Ein weiterer Brauch zum Dreikönigstag wird auch heute noch gepflegt. Lehrer Stadter ließ anklingen, dass dieser damals vielleicht gerade deshalb geübt wurde, weil auch die holde Weiblichkeit daran beteiligt war. Diese führte nämlich ihre roten Wangen, die hübschen Augen und ihre weißen, gesunden Zähne darauf zurück. Am Neujahrstage ließen es sich Alt und Jung nicht nehmen, im Dorfwirtshaus die "Schönheit" zu trinken. Als Vorbereitung für die schwere Berufsarbeit im Frühjahr und Sommer und für die eigene kräftige Körperentwicklung wurde am Dreikönigstag dagegen die "Stärke" getrunken, und manche "holde Schöne", die glaubte, in der Menge des Getränkes liege der Erfolg, hat das Gegenteil empfinden müssen.

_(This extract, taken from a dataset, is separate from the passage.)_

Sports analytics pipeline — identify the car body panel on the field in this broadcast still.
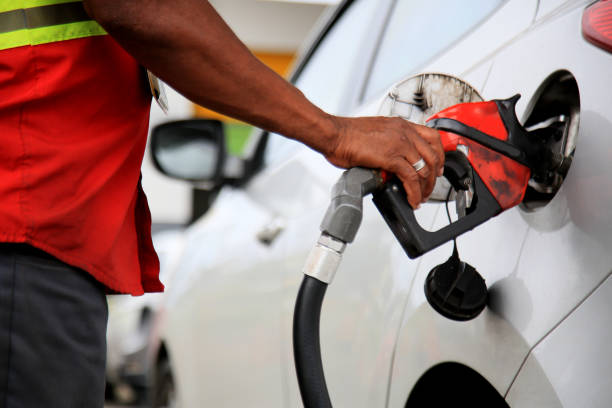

Auch nimmt die Tageslänge wieder zu. Dies lässt ein Spruch erkennen:

"Am Weihnachtstage wächst der Tag,

so weit die Mucken gähnen mag.

Am Neujahrstag wächst der Tag,

so weit der Haushahn krähen mag.

An Dreikönig wächst der Tag,

so weit das Hirschlein springen mag."